Wir dürfen bitten, wir dürfen und sollen hoffen, wir sollen wissen, wir sollen annehmen.

Ich weiß, diese Aussage ist für viele Menschen nicht akzeptabel. Aber wer sich in einer stillen Stunde prüft und viele Situationen seines Lebens aus dem Jetzt in die Vergangenheit betrachtet, wird erkennen, auch da wo der Wille am größten war, war oftmals keine Chance zur Veränderung. Wer es schafft, dieses so anzunehmen, wird das Leben anders betrachten und seinen Weg viel leichter gehen und damit kommt dann auch die Erkenntnis, es gibt weder Schuld noch Sünde.

Wenn das Eine nicht ist, dann kann das Andere auch nicht sein. Die Karten bewerten oder verurteilen nicht und sie sind auch keine moralische Instanz, sie zeigen nur das Schicksal. Das zu verstehen ist der Weg zum inneren Frieden.

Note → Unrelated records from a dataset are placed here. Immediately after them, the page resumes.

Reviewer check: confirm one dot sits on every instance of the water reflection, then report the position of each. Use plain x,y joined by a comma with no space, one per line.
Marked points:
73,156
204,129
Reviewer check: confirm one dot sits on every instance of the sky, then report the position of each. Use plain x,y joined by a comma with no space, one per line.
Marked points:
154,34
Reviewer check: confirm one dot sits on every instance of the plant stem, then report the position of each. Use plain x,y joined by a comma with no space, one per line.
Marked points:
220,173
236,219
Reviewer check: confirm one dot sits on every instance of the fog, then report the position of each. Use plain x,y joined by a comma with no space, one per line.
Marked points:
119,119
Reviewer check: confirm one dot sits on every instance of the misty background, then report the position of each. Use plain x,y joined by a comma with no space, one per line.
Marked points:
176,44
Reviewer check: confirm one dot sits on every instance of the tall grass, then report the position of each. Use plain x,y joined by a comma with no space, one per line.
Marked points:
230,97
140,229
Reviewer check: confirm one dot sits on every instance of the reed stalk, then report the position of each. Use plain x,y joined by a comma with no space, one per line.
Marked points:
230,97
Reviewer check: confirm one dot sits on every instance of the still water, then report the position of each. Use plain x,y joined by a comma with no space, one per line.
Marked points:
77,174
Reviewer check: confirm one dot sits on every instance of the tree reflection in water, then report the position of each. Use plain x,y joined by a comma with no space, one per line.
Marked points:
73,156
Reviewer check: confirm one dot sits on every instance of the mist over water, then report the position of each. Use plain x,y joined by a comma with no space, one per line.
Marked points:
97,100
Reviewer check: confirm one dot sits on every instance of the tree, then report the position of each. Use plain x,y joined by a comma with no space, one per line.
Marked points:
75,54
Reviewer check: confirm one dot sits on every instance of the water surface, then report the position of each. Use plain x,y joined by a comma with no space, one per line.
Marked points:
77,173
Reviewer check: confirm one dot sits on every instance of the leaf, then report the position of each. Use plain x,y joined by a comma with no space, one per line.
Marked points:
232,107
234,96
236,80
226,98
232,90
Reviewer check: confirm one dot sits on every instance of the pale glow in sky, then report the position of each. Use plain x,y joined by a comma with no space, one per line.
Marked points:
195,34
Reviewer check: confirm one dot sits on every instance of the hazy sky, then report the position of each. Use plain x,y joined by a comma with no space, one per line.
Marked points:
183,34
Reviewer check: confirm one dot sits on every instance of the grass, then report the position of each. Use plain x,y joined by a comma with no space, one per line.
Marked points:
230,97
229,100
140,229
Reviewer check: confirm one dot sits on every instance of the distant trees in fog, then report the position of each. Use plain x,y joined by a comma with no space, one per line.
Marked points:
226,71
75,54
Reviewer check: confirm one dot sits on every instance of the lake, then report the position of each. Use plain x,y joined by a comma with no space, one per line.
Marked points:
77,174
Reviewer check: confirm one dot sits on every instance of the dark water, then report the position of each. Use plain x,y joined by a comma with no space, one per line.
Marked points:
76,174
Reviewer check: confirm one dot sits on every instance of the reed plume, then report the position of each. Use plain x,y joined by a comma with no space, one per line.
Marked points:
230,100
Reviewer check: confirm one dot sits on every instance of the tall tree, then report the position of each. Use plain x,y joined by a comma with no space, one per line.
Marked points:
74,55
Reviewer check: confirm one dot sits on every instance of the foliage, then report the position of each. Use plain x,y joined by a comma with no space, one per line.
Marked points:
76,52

Ich danke meinem Lehrer Andrzej Lewandowski für sein Wissen, seine Ausbildung und Begleitung auf meinem Weg. Durch das von Ihm vermittelte Wissen vom Leben des Menschen und vom Schicksal hat meine Arbeit mit den Karten erst einen Sinn bekommen.

Das Schicksal des Menschen lässt keinen Ausweg zu und kein Hintertürchen offen. Der Satz im Gebet des Herrn wird uns hier deutlich vor Augen geführt: Dein Wille geschehe.